Disease associated with Humoral Immunity Response
Stockert et al., (1998) report that growing evidence shows humoral response to autoimmunogenic tumor antigens and tumors develop an antibody response to NY-ESO-1 (humoral response). Breast cancer has shown to be associated with the humoral immunity response by the fact that malignant tumors show different types of molecules that maybe regarded as foreign antigens by the immunity system (Abbas, Litchman, Pillai, 2012). Research has also shown that chronic inflammation leads to cancer development, while enhanced humoral immunity along with innate immune activation alters risk of cancer (Tan, Coussens, 2007).

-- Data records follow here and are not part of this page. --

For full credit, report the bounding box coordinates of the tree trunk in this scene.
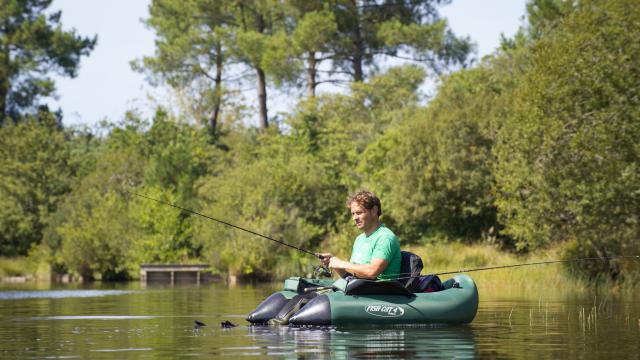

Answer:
[307,51,317,98]
[351,0,364,82]
[209,42,222,136]
[256,67,269,129]
[255,14,269,129]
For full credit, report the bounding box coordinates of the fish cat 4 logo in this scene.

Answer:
[364,305,404,317]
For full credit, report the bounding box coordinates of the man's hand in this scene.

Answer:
[316,253,333,266]
[329,257,349,270]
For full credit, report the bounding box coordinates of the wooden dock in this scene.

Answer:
[140,264,210,285]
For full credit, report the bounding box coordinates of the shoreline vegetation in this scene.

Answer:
[5,242,639,295]
[0,0,640,288]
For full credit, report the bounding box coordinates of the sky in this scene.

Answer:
[48,0,526,126]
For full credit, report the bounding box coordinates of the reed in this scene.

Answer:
[407,242,588,295]
[0,257,30,278]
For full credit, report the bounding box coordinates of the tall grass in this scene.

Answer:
[0,257,29,278]
[406,242,589,294]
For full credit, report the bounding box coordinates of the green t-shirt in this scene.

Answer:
[349,224,402,279]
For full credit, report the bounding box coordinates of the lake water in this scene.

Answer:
[0,283,640,359]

Behavioral Intervention to Influence Humoral Immunity
            Segerstrom, Miller (2004) report that there are more than 300 research studies with evidence of a relation between stress and immunity response. They report that humoral immunity is not compromised but cellular immunity is affected in times of acute stress (lasting a few minutes) and with chronic stress, humoral immunity is also compromised.
            Behavioral intervention to influence humoral immunity would need to focus around stress reducing techniques. The reason is because stress has been connected to immunity in lot of research. According to Segerstrom, Miller (2004) age can play a crucial role as well, since they conclude that stressors can have varying affect on immunity among older and younger age groups.  Some researchers argue that how can stress get into the body? The sympathetic fibers travel from the brain to the primary and secondary lymphoid tissues (Ader, Cohen, Felten, 1995).
            Segerstrom, Miller (2004) write that according to Maier and Watkins (1998) a close connection exists between stress and immune function: ‘the immunological changes associated with stress were adapted from the immunological changes in response to infection’. Their study explains a ‘sickness behavior’ which includes behavioral changes like lack of socializing, sexual activity and increase in response to pain, depressing moods. This is when body is working towards reserving energy to fight future infections.
Behavioral intervention would include steps like:
  • Identification of stressors
  • Observation of bodily response to stressors
  • Identification of past history of stress, anxiety or depression
  • Recording of family history of physiological conditions and immunity deficient diseases
  •  Understanding of regularity, duration and timings of exacerbations
  • Coping techniques development that are suitable to the individual and their surroundings,

Complementary/alternative modality or lifestyle change
            Complementary or alternative modality or medicine (CAM) cover a broad spectrum of ancient as well we modern techniques, practices to fight and treat disease (Barnes et al., 2008).People who are using or seeking CAM are usually aiming to improve their health and well being.
            To help a patient with breast cancer whose humoral immunity maybe affected, we could use CAM as a mean to improve health as well. Massage therapy is an effective CAM technique that is also known to reduce pain in cancer patients (Pan et al., 2000). Massage therapy is a technique that involves getting deep tissue or muscle massage with an intention to work towards a healing process. Billhult, Dahlberg (2001) describe that in their controlled study female cancer patients described massage therapy as a ‘relief from suffering’ experience. Cassileth, Deng (2004) highlight the importance of awareness of massage therapy and other CAM techniques used by cancer patients for their care providers.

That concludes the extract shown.